In order to upgrade, I first need to create a new System node pool pool.

az aks nodepool add --resource-group myResourceGroup --cluster-name myAKSCluster --name mynewpool --node-count 1 --node-vm-size Standard_DS3_v2 --mode System --no-wait

In the picture below, you see that my new node pool is being created. The old one is still services requests.

Now we need to tell AKS that we don't want new pods or workloads being created using the old node pool. We do this by using the following command

kubectl cordon aks-agentpool-xxxxxxxx-vmss000000

After we executed that cordon command, we see that our old node pool is disabled for scheduling. (see picture below)

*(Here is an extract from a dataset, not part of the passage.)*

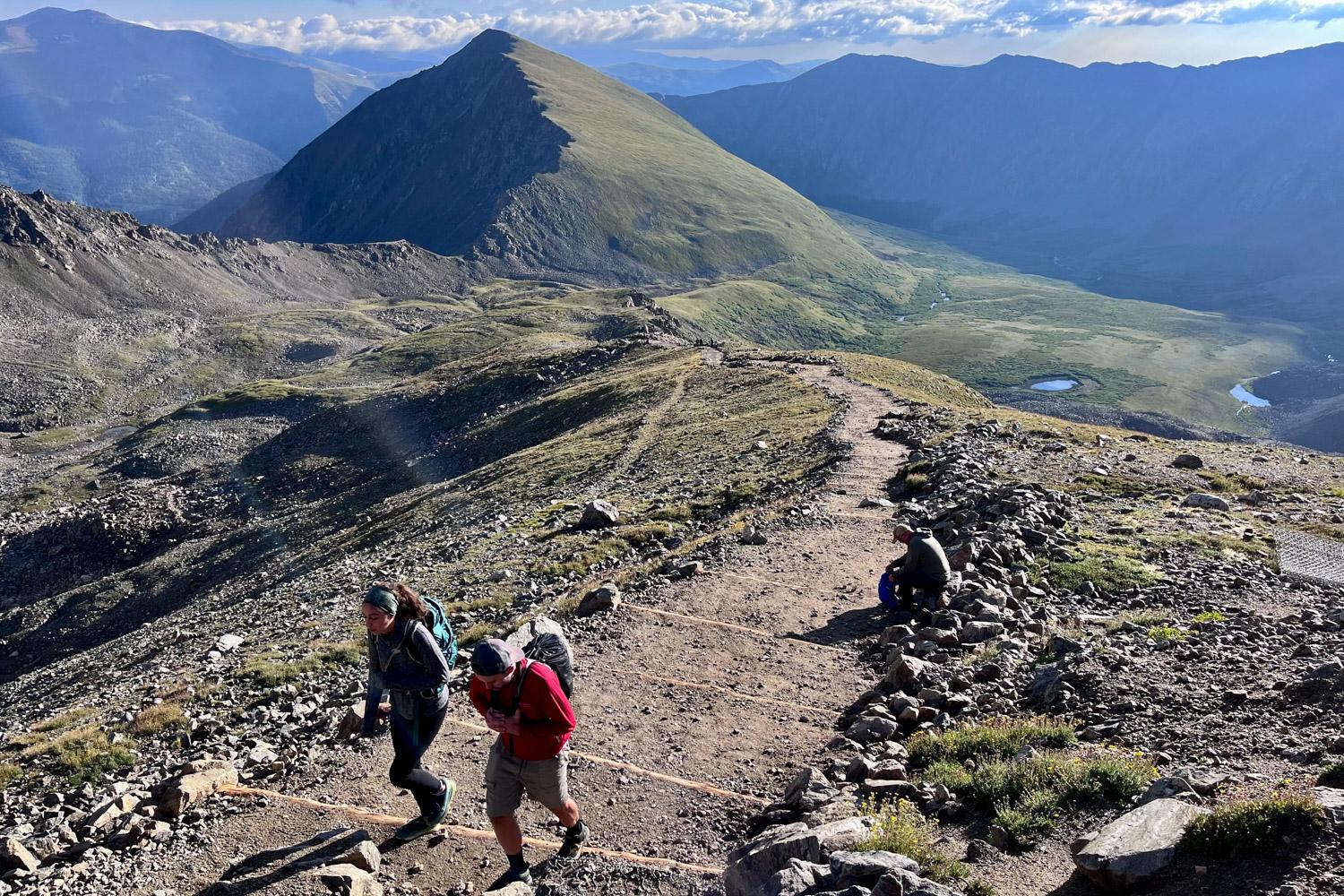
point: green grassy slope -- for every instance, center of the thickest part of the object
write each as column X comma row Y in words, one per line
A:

That means that all the new loads or workloads are automatically being done by our newly created node pool. But we also want to delete our old node pool. In order to do that we need to empty the old pool.

Make sure that you have enough capacity on your new pools, before you start to empty your old pools

In order to empty the old, and to delete them, we need to use the drain command like so.

kubectl drain aks-agentpool-xxxxxxxx-vmss000000  --ignore-daemonsets --delete-emptydir-data

When that command is running, AKS will try to stop all containers and makes sure that all workload is being taken over by other nodes.
Make sure that you have a node pool running in System mode, before emptying the old System node pool.

When the previous command is done, you can initiate the command for the deletion of your old node pool.

az aks nodepool delete --resource-group myResourceGroup --cluster-name myAKSCluster --name nodepool

You can now see that your old pool is being deleted.